A relic hunt by Jeff Warrender and Steve Sisk

Monday, May 15, 2017

Progressing steadily

We've had several tests of the system described in the previous couple of posts, and in principle things work well.  The three main ingredients that this new (version 12) system uses are:

- Encounters.  On your turn outside the temple, to get info about the temple you roll dice to move your marker up on a track, but must also roll 'bad' dice to move another marker on a 'whammy' track.  When you choose to stop rolling, you take whatever clues you're entitled to and whatever whammies you're obligated to take. 

- Linear temple.  The temple is now a row of cards, and your clue lookups really just consist of getting to look at those cards.  Each has a couple of pieces of information, the most important of which is the card's 'aspect' -- knowing this helps you to know what equipment card you need to acquire to give you more dice.

During temple exploration, you again roll dice to pass each card, and move your marker for each roll you take.  So, having more dice on a card is better because it boosts your likelihood of needing fewer rolls on the card.

At the end of each "stage" of the temple, we rearrange turn order based on how many rolls everyone took to clear that level.  Being in front when the temple ends is good, because it puts you in first position to face the Hubris Challenge!

- Hubris.  Some equipment cards let you take a hubris in exchange from some improved ability, and then the final challenge has you roll dice, with each success allowing you to eliminate one hubris.  And, you hope to purge all of your hubris before the timer runs out.    First person to do it wins.


We've tested this a couple of times and it seems like the game still takes too long.  It plays in about 2 hours, which feels like too long for the amount of stuff that you actually get to do and the significant role that luck plays in the game.  While some of this can be attributed to new/slow player effects, the turns don't seem to get faster.

A couple of simple-ish changes might help with this.
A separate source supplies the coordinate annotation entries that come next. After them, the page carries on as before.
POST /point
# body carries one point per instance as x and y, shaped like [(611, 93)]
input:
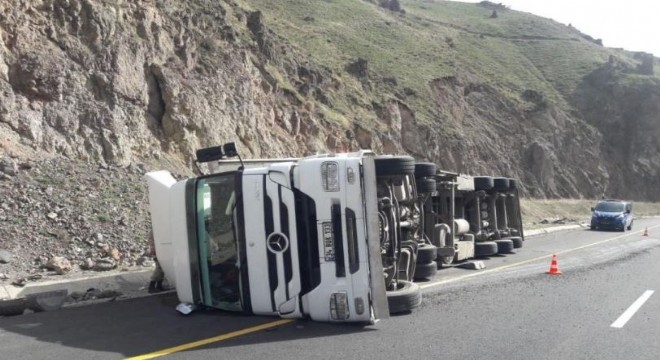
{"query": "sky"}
[(630, 24)]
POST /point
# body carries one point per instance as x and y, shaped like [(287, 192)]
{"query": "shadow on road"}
[(138, 326)]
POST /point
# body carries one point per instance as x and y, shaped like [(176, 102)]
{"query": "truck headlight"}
[(339, 306), (330, 176)]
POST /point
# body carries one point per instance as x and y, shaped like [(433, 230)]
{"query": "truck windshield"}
[(216, 202), (609, 207)]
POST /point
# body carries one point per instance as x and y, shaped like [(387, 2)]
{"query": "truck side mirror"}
[(209, 154), (230, 149)]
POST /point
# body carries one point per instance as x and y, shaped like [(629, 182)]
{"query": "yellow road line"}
[(481, 273), (211, 340)]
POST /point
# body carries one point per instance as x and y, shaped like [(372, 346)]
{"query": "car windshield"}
[(609, 207)]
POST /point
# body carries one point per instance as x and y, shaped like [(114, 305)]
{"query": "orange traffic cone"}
[(554, 269)]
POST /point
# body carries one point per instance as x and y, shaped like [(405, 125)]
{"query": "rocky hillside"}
[(97, 92)]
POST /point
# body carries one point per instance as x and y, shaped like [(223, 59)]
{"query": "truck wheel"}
[(426, 271), (517, 242), (424, 170), (504, 246), (426, 253), (485, 248), (12, 307), (513, 184), (483, 183), (425, 185), (394, 165), (406, 297), (447, 260)]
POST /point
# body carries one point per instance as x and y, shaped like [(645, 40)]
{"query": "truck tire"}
[(394, 165), (504, 246), (12, 307), (486, 248), (483, 183), (517, 242), (513, 184), (447, 260), (501, 184), (425, 271), (425, 185), (424, 170), (405, 298), (426, 253)]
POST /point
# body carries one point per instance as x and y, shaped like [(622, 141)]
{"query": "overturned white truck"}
[(309, 237)]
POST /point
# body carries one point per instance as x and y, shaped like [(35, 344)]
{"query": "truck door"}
[(217, 241)]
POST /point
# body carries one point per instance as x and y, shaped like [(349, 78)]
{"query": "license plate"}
[(328, 242)]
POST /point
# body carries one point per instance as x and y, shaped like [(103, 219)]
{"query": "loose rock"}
[(60, 264), (5, 257)]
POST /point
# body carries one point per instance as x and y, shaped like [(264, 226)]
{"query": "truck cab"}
[(287, 237)]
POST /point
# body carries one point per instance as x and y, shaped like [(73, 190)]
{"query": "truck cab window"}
[(218, 251)]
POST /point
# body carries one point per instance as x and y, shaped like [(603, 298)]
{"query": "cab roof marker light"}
[(330, 176)]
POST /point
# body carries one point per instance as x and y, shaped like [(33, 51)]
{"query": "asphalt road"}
[(510, 310)]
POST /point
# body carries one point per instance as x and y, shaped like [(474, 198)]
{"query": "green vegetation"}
[(431, 40)]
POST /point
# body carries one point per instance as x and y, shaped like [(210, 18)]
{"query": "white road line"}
[(623, 319)]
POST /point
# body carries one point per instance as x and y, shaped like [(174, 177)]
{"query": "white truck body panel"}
[(277, 189), (168, 217), (269, 201)]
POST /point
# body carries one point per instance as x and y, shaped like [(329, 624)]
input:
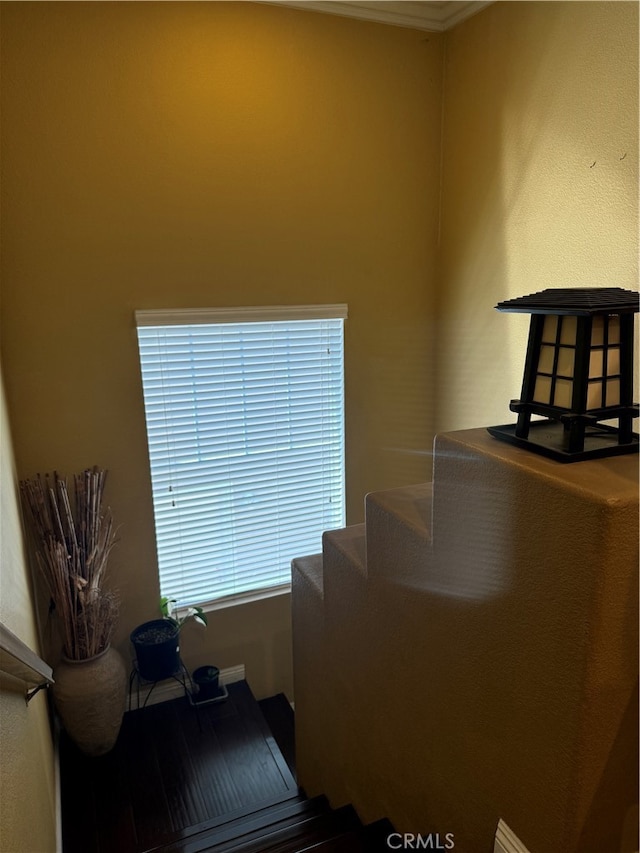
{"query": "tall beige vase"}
[(90, 696)]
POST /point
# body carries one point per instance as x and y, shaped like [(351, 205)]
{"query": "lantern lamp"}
[(578, 373)]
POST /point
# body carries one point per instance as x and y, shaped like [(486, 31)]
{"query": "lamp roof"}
[(575, 300)]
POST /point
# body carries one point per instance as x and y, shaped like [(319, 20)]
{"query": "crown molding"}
[(414, 14)]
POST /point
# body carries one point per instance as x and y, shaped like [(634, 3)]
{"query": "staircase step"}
[(398, 525), (281, 720), (228, 828), (298, 837)]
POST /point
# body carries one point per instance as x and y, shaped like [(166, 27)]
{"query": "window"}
[(245, 424)]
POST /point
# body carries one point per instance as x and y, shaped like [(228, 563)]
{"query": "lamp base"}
[(547, 438)]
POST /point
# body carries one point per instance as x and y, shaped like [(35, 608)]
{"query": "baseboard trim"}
[(507, 841), (167, 690)]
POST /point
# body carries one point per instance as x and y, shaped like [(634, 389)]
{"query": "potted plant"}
[(157, 643), (73, 537)]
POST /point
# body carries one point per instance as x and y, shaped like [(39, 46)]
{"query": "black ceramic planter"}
[(206, 679), (157, 648)]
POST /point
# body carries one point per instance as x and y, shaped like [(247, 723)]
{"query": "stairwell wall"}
[(185, 155), (539, 183)]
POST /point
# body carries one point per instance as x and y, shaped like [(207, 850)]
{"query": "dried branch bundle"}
[(72, 553)]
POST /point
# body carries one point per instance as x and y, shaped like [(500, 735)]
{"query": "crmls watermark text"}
[(411, 841)]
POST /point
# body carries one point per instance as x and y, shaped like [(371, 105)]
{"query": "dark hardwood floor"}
[(174, 767)]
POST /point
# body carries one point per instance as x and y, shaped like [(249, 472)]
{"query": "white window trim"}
[(254, 314)]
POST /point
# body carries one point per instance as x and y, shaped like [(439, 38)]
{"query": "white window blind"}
[(245, 425)]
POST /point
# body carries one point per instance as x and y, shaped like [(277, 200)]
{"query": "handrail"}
[(19, 661)]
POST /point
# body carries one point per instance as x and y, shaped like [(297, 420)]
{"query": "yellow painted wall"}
[(176, 155), (27, 777), (540, 183)]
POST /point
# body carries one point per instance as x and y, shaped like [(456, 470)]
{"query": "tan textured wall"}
[(27, 779), (539, 183), (172, 155), (492, 669)]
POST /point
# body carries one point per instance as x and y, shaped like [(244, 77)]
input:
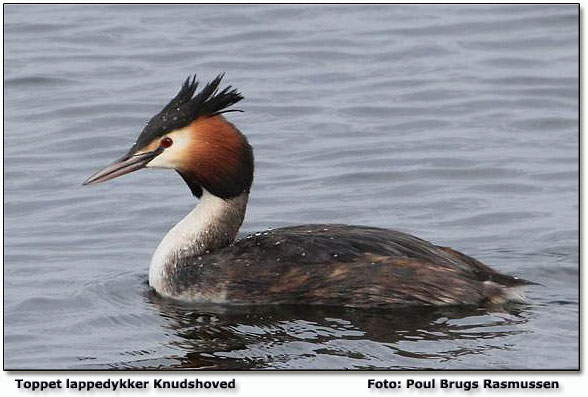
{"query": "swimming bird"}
[(200, 260)]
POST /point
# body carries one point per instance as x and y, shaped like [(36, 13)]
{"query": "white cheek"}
[(172, 156)]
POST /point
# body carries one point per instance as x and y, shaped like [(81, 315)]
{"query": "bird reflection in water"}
[(302, 337)]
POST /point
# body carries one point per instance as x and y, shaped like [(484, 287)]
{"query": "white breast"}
[(212, 223)]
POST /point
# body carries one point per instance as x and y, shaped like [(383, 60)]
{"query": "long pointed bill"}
[(123, 166)]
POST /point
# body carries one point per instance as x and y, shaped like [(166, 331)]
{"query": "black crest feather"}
[(186, 107)]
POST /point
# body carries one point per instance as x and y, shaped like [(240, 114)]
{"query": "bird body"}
[(199, 259)]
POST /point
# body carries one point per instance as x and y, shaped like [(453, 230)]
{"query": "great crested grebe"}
[(337, 265)]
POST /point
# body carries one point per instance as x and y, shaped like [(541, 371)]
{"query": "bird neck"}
[(212, 224)]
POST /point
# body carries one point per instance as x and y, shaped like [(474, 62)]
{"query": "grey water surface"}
[(458, 124)]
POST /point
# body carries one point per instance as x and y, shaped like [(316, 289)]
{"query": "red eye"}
[(166, 142)]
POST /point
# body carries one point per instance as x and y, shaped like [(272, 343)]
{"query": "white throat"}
[(213, 223)]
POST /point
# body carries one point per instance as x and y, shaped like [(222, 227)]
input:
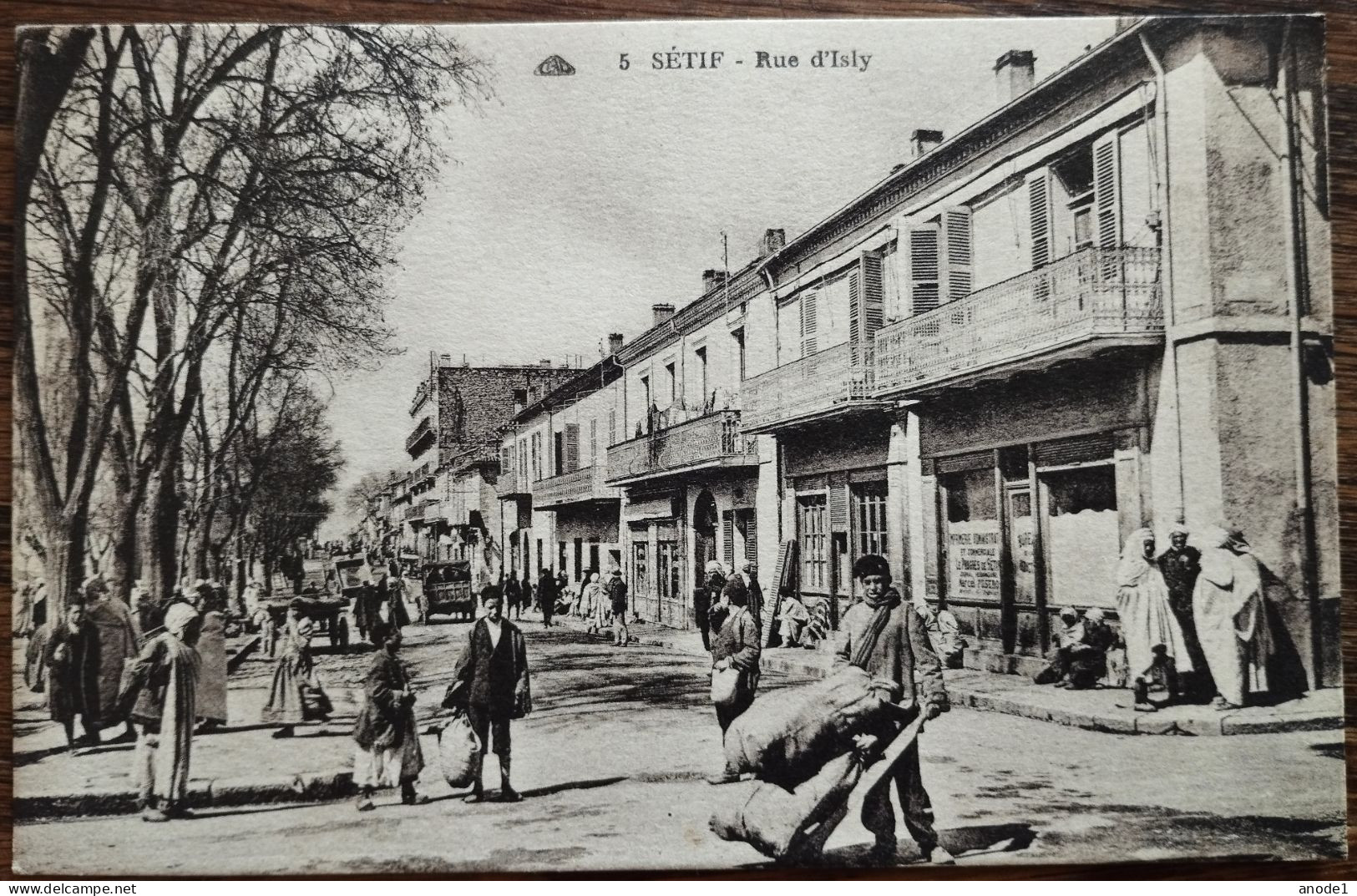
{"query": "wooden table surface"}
[(1342, 95)]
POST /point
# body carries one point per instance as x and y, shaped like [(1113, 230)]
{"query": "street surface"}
[(611, 766)]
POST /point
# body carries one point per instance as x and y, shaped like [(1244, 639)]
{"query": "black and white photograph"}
[(669, 446)]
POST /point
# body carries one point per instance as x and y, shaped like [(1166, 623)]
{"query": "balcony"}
[(577, 486), (1076, 307), (714, 440), (421, 438), (510, 485), (824, 384)]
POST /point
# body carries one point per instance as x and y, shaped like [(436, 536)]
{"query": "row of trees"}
[(205, 219)]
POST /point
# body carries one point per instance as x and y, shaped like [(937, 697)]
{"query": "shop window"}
[(641, 568), (1085, 538), (814, 542), (972, 536), (868, 518)]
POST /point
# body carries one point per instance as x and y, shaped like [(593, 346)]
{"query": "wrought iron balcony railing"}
[(575, 486), (1094, 295), (714, 440), (818, 384)]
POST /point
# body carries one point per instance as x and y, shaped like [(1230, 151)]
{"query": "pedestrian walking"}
[(296, 694), (1143, 607), (492, 683), (514, 596), (71, 657), (119, 642), (736, 653), (1231, 618), (386, 733), (616, 594), (1181, 565), (160, 692), (547, 596), (595, 605), (890, 635)]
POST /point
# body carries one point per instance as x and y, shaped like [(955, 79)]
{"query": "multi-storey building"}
[(1105, 304), (447, 501), (688, 470), (560, 512)]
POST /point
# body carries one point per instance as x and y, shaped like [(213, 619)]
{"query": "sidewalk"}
[(1105, 711), (238, 765)]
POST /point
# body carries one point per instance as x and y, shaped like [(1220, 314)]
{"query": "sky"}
[(571, 204)]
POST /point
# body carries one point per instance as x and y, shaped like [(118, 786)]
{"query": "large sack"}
[(459, 752), (788, 735), (790, 823)]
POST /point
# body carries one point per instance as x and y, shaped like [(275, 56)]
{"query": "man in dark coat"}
[(616, 591), (1179, 566), (492, 681), (72, 659), (547, 596), (886, 637)]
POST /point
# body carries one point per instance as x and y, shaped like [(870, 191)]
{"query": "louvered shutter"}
[(1038, 205), (809, 325), (1107, 190), (955, 253), (923, 269), (727, 534), (1040, 215), (838, 503), (855, 307), (571, 448)]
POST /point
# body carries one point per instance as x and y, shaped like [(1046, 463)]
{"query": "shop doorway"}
[(705, 534)]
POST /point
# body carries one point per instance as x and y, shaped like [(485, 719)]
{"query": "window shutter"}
[(571, 448), (727, 533), (955, 253), (923, 269), (1107, 190), (866, 308), (855, 307), (838, 503), (1038, 204), (809, 344)]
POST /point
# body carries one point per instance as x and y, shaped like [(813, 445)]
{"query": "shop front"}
[(835, 508), (1035, 519)]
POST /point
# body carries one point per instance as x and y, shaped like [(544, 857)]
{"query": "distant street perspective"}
[(467, 449)]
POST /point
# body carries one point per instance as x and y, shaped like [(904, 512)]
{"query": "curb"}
[(202, 794), (1111, 724)]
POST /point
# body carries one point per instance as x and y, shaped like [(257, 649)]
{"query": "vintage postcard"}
[(675, 446)]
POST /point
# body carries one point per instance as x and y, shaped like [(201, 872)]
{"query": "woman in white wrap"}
[(1231, 618), (1147, 620)]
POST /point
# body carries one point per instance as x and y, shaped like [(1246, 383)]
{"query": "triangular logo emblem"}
[(555, 65)]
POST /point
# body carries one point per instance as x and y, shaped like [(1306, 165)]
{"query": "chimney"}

- Better dice.  Currently the 'success' die has three 'success' faces, and the 'whammy' die has two 'whammy' faces.  Even when you're rolling two or three of each die, it's not unusual to have a couple of rolls in a row that produce little or no progress, so it often takes six or seven rolls to reach an outcome on the encounter track.  For four players over seven or eight turns outside the temple, that's a lot of rolls in total, and maybe we just need to get the absolute number of rolls down.  Simply having more 'success' faces could accelerate things.  I also think we could change the meaning of the 'whammy' result.  It could be that there is a single 'enemy pawn', and when you get a 'whammy' result, it moves one space closer to your city.  If it reaches your city, [bad thing] happens, so there's some tension in the enemy getting closer and closer.  Details are TBD but this may be promising.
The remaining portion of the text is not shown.